Power is the magnet of all revolution, and the hunger for it keeps the tail end of all great marches boiling. Exactly the reason why a revolutionary becomes an anti-revisionist first and then a consummate oppressor eventually.

He sculpted for himself the grandiose vision of a revolutionary republic of the people and then went about the immediate task of killing suspected enemies. He hunted them down not just in the alleys of Benghazi, but in world capitals.

The Jamahiriya, or the rule of the people, essentially became the rule of his family, the rule of his clan. He had ample company in that age. The region's despots rolled over in filthy opulence and spent on harems, while ordinary people lived a miserable life.

Surrounded by the cheerleaders of an insane system, Gadhafi lived his revolutionary dream to the hilt. In his tent in Tripoli he would roll in mirth looking at the way his revolution was playing out.
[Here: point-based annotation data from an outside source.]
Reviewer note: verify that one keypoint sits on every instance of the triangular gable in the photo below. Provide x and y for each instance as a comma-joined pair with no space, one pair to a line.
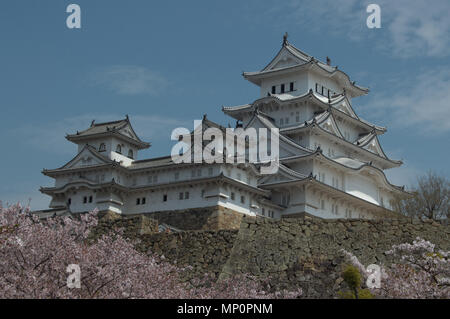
345,107
128,131
284,58
87,157
374,146
330,125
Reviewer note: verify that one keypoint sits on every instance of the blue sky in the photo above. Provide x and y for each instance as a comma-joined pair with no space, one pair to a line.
166,63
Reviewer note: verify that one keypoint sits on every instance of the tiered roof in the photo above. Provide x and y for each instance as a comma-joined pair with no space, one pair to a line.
290,59
121,129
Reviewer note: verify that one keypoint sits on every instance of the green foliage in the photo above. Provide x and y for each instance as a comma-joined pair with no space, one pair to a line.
352,277
362,294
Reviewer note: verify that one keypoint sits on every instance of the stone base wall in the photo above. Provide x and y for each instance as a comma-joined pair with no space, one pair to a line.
209,218
305,252
205,251
294,252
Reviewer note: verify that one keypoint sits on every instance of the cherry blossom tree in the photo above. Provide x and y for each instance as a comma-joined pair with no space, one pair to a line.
418,271
35,254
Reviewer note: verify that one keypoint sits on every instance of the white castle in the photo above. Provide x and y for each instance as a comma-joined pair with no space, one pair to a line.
331,162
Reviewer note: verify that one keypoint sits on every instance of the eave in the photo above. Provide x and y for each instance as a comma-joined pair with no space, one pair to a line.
312,182
80,138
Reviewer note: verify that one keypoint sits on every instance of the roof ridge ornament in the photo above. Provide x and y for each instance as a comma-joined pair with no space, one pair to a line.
285,41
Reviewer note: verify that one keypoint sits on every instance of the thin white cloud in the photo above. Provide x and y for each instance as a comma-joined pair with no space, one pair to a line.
420,102
409,27
129,80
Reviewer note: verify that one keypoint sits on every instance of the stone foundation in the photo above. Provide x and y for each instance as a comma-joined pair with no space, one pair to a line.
209,218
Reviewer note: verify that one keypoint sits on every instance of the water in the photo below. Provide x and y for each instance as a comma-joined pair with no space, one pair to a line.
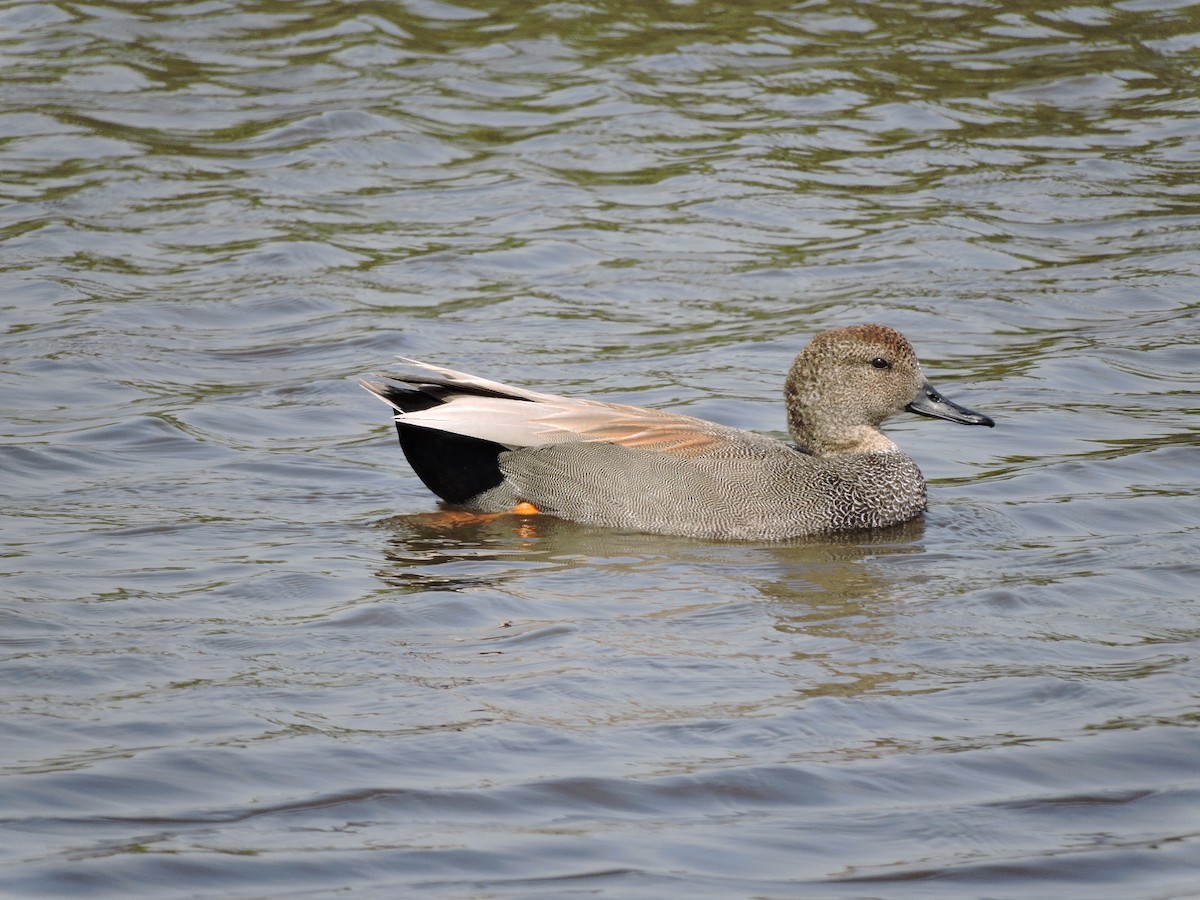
243,657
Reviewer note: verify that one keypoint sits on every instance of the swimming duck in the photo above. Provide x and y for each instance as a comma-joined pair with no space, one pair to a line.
493,448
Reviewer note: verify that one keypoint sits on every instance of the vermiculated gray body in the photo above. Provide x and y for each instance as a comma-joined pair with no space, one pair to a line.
789,495
491,448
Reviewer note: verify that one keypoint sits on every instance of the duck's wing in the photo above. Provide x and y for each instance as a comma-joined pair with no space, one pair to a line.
461,403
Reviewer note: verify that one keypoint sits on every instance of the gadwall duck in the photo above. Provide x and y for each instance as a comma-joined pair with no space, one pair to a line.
492,448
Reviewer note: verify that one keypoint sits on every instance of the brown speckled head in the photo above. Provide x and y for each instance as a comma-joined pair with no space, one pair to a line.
845,383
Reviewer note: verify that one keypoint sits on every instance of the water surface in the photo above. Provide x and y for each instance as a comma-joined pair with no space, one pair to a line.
239,655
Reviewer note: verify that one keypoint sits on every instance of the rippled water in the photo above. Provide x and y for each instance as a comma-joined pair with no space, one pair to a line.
241,657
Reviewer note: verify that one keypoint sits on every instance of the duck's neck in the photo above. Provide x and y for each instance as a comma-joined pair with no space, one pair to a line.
855,439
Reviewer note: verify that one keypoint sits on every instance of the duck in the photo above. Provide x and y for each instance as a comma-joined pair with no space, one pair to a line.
491,448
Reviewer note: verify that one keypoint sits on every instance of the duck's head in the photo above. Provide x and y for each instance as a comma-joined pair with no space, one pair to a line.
849,381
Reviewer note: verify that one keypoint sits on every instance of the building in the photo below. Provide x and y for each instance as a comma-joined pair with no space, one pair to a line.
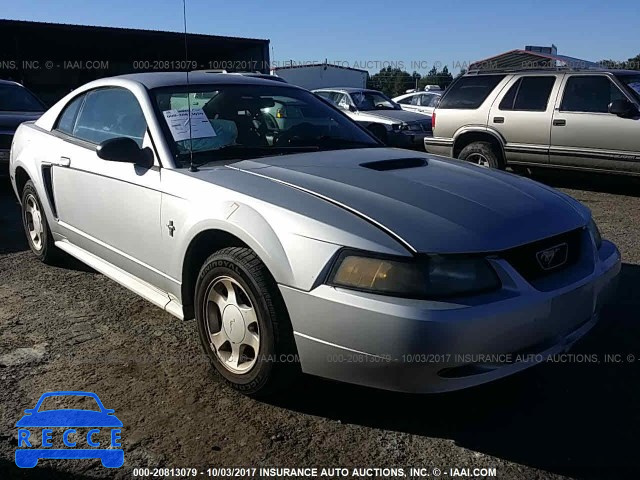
322,75
51,59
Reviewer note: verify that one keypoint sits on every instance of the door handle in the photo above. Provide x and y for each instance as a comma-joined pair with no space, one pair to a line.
63,162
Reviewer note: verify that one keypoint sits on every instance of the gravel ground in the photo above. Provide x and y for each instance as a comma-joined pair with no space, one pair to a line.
73,329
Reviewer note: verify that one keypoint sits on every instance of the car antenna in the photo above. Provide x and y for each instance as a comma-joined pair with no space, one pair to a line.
192,167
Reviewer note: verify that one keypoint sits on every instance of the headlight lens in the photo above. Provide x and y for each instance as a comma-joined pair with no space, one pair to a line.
595,233
437,276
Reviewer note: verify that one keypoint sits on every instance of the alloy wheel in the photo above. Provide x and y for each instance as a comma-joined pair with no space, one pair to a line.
232,325
479,159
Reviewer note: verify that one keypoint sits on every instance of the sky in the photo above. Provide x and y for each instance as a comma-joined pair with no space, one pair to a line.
373,33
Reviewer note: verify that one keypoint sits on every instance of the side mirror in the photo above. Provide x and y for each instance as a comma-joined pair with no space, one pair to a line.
124,149
622,108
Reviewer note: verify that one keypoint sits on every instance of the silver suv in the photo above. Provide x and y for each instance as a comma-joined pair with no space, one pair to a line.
573,119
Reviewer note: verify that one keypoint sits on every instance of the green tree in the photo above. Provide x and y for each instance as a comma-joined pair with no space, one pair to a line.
633,63
437,77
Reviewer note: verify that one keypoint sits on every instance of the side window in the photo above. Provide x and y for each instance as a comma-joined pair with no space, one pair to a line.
425,99
589,93
67,119
529,94
110,113
510,97
470,92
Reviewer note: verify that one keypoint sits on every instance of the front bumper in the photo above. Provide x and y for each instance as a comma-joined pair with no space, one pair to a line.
422,346
439,146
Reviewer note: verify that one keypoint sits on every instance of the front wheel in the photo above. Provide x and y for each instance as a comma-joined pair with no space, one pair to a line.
243,323
482,154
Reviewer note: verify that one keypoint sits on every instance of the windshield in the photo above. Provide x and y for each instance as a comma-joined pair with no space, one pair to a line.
373,101
250,121
67,402
633,84
14,98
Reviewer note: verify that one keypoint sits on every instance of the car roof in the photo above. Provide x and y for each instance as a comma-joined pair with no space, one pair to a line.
542,71
168,79
346,89
9,82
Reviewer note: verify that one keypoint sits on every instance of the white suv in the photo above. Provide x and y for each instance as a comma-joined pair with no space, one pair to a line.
575,119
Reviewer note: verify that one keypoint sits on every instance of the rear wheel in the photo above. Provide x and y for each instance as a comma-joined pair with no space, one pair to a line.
482,154
243,324
36,226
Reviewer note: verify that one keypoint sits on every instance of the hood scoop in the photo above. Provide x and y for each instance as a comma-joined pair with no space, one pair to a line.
395,164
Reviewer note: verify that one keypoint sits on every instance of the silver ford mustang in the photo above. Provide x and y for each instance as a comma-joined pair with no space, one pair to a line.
299,243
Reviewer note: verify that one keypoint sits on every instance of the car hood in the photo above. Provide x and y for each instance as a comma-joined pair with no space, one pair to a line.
394,116
445,206
11,120
69,418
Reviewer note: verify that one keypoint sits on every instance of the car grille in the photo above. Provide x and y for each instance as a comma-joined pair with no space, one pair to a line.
526,259
5,141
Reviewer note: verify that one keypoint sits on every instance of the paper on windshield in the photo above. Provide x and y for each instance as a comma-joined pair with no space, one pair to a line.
178,121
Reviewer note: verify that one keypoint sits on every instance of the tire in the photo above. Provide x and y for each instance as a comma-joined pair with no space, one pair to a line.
483,154
254,372
35,220
379,132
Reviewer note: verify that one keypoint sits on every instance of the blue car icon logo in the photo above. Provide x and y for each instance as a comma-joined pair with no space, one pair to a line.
99,430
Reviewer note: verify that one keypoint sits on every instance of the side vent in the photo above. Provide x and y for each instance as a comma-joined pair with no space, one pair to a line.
48,187
395,164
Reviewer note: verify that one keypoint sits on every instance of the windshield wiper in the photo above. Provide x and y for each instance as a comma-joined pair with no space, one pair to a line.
244,152
346,142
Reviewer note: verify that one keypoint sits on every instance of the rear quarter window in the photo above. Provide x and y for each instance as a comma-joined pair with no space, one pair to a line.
470,92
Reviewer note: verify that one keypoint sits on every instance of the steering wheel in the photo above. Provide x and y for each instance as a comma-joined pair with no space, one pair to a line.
294,135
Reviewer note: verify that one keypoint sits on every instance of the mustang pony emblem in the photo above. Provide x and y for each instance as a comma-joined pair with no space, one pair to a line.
553,257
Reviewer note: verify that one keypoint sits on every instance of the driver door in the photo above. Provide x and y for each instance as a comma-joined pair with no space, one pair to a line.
109,209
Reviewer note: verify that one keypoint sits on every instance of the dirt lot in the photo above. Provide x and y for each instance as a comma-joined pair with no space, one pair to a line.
84,332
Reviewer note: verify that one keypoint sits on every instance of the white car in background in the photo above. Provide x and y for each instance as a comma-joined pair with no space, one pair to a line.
423,102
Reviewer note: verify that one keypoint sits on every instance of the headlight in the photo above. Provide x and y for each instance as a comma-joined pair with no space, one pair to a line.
433,277
595,233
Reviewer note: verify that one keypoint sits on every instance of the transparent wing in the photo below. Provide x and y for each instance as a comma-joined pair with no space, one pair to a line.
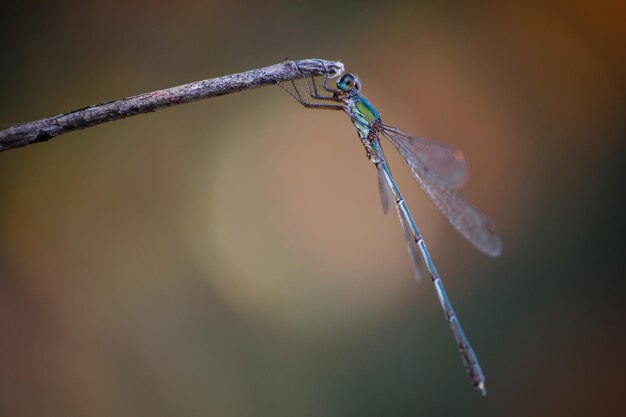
384,192
435,161
411,244
465,218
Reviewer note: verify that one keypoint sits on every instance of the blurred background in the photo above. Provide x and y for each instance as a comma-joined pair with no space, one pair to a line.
230,257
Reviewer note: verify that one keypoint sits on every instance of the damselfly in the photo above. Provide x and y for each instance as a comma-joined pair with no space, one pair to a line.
438,169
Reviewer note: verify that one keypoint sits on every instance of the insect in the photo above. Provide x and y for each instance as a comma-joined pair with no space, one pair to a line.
438,169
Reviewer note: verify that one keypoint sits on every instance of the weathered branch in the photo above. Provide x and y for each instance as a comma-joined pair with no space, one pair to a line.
45,129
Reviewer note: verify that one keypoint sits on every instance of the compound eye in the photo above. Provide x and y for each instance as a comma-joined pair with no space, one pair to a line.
347,82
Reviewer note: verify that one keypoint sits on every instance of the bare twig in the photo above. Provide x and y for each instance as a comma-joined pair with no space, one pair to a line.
44,129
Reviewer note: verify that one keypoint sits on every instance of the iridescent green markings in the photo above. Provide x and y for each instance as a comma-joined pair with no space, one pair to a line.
438,169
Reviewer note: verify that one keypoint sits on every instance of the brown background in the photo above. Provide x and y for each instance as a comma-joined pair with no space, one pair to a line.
230,257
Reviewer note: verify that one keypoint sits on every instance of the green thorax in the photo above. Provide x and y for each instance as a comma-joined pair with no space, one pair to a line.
363,114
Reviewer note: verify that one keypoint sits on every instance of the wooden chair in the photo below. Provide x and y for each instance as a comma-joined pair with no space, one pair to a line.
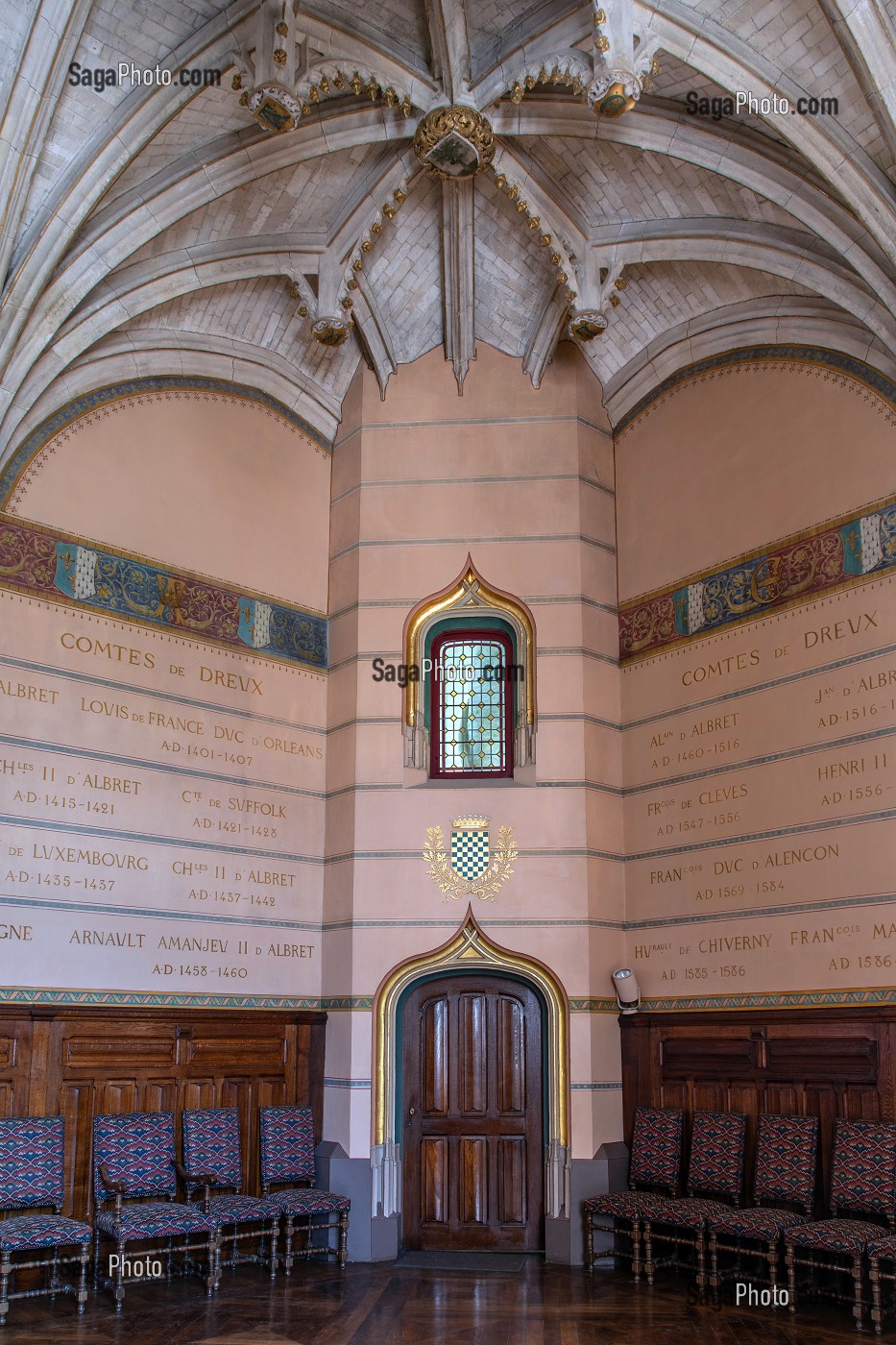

He donned flashy, outlandish clothes and comic headgear and hosted fawning allies in tents. On every possible public occasion he launched verbose, often acerbic, attacks on colonialists of the West. He heaped scorn on the Arab neighbors, and his incendiary outbursts at enemies closer to home made for outrageous spectacles at regional forums.

Cold sweat must have broken on the foreheads of many dictators in the region when they watched the gruesome footage of a man being killed like an alley rat. Gadhafi is not alone, the region's soil has been quite fertile for tyrants of all hues.

A leader of Libyan National Transitional Council (NTC) said Gadhafi deserved the violent death. Maybe he does deserve a dose of jungle justice which he perpetrated shamelessly over the years on his people. But the region is replete with closets full of ugly skeletons waiting to tumble. And the tremor has started.

The corpse in the cold storage is yet to prove its eventual worth. Will there be mourners for him? Perhaps some in the hinterlands of Sirte would say a hushed prayer for the dictator who had the bloody end.

And possibly he would become a subject matter in teary eyed sororities and treated as a legend by his loyal fighters in their tipsy sunset years.

For sure, for the incorrigible megalomaniac, the wretched death was the biggest surprise of his life. Flashing a golden pistol, he uttered his epitaph, Don't shoot, don't shoot, before being brutalised by a vengeful mob.